Saturday, October 23, 2010

Look Timmy, a one-man Republican Pride Parade!

A while ago, Dennis wrote about how politics (specifically, liberalism) had become its own religion for many Americans, particularly Jews. He shared an anecdote about how he felt much guiltier the first time he voted Republican than the first time he ate ham (apparently not considering that for many people, political involvement is reflective of an all-encompassing worldview, whereas keeping kosher is merely one component in maintaining Jewish observance/identity). As always, anything that happened to Dennis is presumed to be reflective of all humanity. Because he's modest.

Anyway, since then Dennis has been beating the Republican drum a little louder, first trying to nudge the Latino vote rightward, and now trying to galvanize the troops by talking about how he's bursting with pride at how awesome the GOP is.

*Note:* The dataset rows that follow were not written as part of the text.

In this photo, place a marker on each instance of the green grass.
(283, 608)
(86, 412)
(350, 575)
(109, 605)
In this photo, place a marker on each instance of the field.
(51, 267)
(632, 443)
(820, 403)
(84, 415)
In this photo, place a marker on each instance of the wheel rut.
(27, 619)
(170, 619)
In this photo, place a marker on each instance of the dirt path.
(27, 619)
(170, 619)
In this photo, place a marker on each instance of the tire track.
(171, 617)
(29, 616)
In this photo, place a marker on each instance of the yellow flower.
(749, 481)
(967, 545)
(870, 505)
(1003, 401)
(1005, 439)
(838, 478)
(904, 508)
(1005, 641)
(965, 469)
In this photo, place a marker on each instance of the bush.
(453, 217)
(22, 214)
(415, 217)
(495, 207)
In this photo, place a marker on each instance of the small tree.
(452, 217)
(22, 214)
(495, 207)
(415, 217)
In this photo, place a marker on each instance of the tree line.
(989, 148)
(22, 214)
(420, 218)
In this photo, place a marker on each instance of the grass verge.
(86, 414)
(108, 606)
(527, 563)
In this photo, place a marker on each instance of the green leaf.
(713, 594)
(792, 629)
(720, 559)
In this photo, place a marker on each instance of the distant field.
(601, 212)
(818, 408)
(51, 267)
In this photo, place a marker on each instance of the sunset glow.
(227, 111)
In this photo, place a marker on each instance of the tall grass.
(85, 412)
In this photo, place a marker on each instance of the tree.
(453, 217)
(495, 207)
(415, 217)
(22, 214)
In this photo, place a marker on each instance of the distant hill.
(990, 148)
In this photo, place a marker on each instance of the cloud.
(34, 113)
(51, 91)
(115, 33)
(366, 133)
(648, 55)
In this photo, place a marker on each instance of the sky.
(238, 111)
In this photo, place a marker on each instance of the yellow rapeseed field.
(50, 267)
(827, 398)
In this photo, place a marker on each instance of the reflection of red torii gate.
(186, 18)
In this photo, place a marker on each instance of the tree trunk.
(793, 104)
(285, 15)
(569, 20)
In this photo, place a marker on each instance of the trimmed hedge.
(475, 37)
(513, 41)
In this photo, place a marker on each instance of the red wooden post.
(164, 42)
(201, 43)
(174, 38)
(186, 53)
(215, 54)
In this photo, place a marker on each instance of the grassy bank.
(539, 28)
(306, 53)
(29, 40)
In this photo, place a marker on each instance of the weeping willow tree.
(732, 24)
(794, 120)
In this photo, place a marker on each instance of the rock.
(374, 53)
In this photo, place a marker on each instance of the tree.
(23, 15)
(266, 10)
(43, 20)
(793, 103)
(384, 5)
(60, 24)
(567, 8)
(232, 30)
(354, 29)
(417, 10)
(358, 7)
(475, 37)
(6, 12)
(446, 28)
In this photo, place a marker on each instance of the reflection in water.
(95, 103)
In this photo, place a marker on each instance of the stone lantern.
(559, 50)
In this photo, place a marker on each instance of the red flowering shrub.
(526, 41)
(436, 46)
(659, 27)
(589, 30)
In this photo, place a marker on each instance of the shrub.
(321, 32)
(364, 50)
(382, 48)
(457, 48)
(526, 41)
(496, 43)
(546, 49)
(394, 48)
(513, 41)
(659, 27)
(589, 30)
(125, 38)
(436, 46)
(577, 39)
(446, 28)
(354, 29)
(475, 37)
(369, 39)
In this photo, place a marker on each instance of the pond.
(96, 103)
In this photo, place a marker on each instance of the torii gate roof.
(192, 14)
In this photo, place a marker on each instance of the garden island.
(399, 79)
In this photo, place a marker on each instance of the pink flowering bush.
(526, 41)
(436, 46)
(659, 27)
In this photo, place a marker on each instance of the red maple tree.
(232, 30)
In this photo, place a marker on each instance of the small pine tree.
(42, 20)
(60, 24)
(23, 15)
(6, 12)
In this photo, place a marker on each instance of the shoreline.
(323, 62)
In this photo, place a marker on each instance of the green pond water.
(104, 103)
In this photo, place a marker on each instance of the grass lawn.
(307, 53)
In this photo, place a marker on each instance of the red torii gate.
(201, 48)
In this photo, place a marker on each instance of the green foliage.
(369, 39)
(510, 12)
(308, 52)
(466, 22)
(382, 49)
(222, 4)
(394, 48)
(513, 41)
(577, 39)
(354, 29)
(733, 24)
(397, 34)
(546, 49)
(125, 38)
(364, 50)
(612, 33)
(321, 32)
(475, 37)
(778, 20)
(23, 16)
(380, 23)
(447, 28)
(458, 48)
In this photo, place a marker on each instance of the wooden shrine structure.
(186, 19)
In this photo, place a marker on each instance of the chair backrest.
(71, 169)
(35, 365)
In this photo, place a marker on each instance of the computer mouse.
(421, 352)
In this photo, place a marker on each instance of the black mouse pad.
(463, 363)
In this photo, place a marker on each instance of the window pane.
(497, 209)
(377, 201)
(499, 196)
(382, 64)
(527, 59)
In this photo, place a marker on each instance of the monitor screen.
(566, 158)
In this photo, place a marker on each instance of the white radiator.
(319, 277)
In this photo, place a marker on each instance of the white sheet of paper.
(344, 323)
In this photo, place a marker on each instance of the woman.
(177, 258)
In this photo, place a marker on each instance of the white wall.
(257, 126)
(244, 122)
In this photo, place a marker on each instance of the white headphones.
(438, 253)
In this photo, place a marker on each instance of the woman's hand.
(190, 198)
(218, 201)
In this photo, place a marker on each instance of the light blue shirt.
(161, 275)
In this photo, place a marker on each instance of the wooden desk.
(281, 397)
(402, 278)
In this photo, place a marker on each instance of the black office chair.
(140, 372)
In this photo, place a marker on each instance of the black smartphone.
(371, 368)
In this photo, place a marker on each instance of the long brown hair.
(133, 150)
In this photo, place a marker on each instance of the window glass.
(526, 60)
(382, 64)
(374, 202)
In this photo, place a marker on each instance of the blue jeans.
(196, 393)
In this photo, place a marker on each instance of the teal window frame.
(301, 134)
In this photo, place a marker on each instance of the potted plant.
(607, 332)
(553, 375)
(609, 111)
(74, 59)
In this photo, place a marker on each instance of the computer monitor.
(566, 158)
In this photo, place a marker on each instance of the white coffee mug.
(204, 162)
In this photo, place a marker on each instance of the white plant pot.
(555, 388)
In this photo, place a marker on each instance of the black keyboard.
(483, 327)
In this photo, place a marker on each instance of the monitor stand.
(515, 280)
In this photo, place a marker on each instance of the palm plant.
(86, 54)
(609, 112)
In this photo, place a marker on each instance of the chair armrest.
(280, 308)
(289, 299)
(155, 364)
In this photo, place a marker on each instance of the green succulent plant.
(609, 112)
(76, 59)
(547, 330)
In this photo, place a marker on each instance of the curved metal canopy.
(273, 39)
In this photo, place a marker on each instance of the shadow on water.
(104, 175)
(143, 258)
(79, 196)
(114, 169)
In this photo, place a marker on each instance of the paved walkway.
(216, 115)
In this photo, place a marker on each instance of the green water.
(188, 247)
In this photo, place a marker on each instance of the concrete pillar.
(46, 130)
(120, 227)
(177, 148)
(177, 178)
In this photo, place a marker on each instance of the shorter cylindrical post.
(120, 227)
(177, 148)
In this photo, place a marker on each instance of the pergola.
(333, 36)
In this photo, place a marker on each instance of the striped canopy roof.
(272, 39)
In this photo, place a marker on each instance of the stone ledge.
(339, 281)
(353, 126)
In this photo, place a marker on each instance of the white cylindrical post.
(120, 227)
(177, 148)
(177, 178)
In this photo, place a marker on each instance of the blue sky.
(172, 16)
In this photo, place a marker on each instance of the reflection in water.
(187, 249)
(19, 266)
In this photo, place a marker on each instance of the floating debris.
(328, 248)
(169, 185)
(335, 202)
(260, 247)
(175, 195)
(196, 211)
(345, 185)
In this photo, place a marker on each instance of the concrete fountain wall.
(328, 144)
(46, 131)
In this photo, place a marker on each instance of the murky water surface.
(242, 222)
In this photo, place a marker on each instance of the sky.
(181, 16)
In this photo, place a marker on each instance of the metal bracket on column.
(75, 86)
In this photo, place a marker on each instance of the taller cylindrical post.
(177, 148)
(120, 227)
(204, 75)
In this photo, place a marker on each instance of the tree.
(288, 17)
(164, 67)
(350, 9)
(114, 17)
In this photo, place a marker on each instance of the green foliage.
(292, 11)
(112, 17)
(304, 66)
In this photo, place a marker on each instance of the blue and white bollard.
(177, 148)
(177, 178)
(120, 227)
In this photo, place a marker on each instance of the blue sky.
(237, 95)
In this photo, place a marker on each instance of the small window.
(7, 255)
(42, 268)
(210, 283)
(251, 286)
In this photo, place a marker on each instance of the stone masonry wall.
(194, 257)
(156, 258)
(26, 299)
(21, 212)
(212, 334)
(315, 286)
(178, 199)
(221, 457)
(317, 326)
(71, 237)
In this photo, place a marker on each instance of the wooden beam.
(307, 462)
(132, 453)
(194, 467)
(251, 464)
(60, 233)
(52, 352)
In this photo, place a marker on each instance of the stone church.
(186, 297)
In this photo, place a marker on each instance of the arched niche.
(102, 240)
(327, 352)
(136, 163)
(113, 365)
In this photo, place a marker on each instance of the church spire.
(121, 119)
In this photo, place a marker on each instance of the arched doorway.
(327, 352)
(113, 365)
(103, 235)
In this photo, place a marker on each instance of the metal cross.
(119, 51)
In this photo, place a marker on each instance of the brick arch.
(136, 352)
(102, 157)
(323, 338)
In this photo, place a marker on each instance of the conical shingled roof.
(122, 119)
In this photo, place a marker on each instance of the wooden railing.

Sock it to me, Dennis. 

After I became a Republican in the early 1990s – in a recent column, I explained how emotionally difficult it is for a Democrat to vote Republican, let alone become one – I concluded that I had left the dangerous party and joined the stupid party.
Wow, off to a great start. You should be in PR.
President Obama and his left-wing party have given his country three enormous gifts:
First, they created a level of political/moral clarity that it has not had in this baby boomer's lifetime.
Second, they induced a consequent eruption of conservative activism – i.e., activism on behalf of limited government – that may be greater than at any time since the founding of the country.
And third, they are producing a Republican Party that actually stands for something other than being an alternative to the Democratic Party.
Let's work these backwards. While I agree that of course parties should actually believe in their principles, my impression has been that party Republicans are still pretty low on ideas and policies. By contrast, the Tea Party is such a loose confederation of activists that they have too many ideas, and wind up coming off as incoherent, scattered, and, thanks to some of their wackier candidates, downright loony. Last, the moral clarity Dennis alludes to seems to be more rhetorical than anything else. Obama has not been great, but he
certainly hasn't been the Socialist dictator the right has tried to sculpt him into. If anything, he's just been plain old ineffectual. Hardly the evil catalyst for moral clarity.

Dennis says the proof of principled politicans and voters can be seen by the total Republican refusal to vote for new federal regulations from the Democrats. As always, he refuses to provide links, so I'm not quite sure what he's talking about. If anything, though, I would guess that this simply shows politicians paying attention to the polls and the upcoming midterms. The Republicans know their base is pissed, riled up and getting ready to vote. Therefore, they're toeing the party line. Why so shocking?

Dennis also says that Republican voters are finally standing behind their core beliefs. Assuming this is actually happening to the degree he claims I agree that, as a concept, it's too bad that Democrats aren't doing the same. That said, politics is always about more than merely people's personal philosophy. There will always be elements of practical gain and basic pragmatism that will be involved as well. Until you get a critical mass of people on the left who care about and vote for specific issues enough to be noticed on a national scale, it's just not happening.
And if all this is not enough to fill a Republican with pride, there is a development that is as dramatic and unforeseeable as was the unanimity of Republican opposition to the transformational Obama-Reid-Pelosi agenda: The quality of many Republican senatorial and congressional candidates in the 2010 election is the highest in modern memory.
Here Dennis just seems to be throwing crap at the wall and seeing what sticks. He gives some details about individual candidates, but doesn't give you enough to make any meaningful comparison between this years' and those of "modern memory" (what's that, a 20 year spread?), he just says it and lets it hang there. Gee, Dennis, thanks for anecdotally wasting our time.

One last thing-- California-resident Dennis makes a point of singling out Fiorino and Whitman as examples of upstanding Republican challenges to career politicians like Boxer and Brown. As both these races immediately affect me, I have some thoughts:

I haven't exhaustively researched either of their records, so I won't claim them to be perfect. But to argue that the "powerhouse women" CEOs are more accomplished and are on "an incomparably higher level" than the incumbents who have a combined 60-plus years in public service is nonsense (to say nothing of unsubstantiated). However you feel about Boxer and Brown, you have to be pretty dumb to argue they've spent their careers sitting around twiddling their thumbs. What Dennis calls "working to be re-elected" most people would call "serving their constituents", or "doing their jobs." I'm not going to say that businesspeople can't be successful public servants, but the implication that between an established politician and a businessperson you should naturally favor the latter over the former because business is good and government is bad just doesn't make any sense. They're two entirely different jobs and skill sets.

Are the Republicans going to get some victories in the midterms? Of course they are; that's usually how midterms work. But the idea that the GOP is turning into a more principled, more talented, and more moral party... well, good luck to you, Dennis. Let me know how that works out. I still don't think it'll be enough to make Jews vote Republican, though.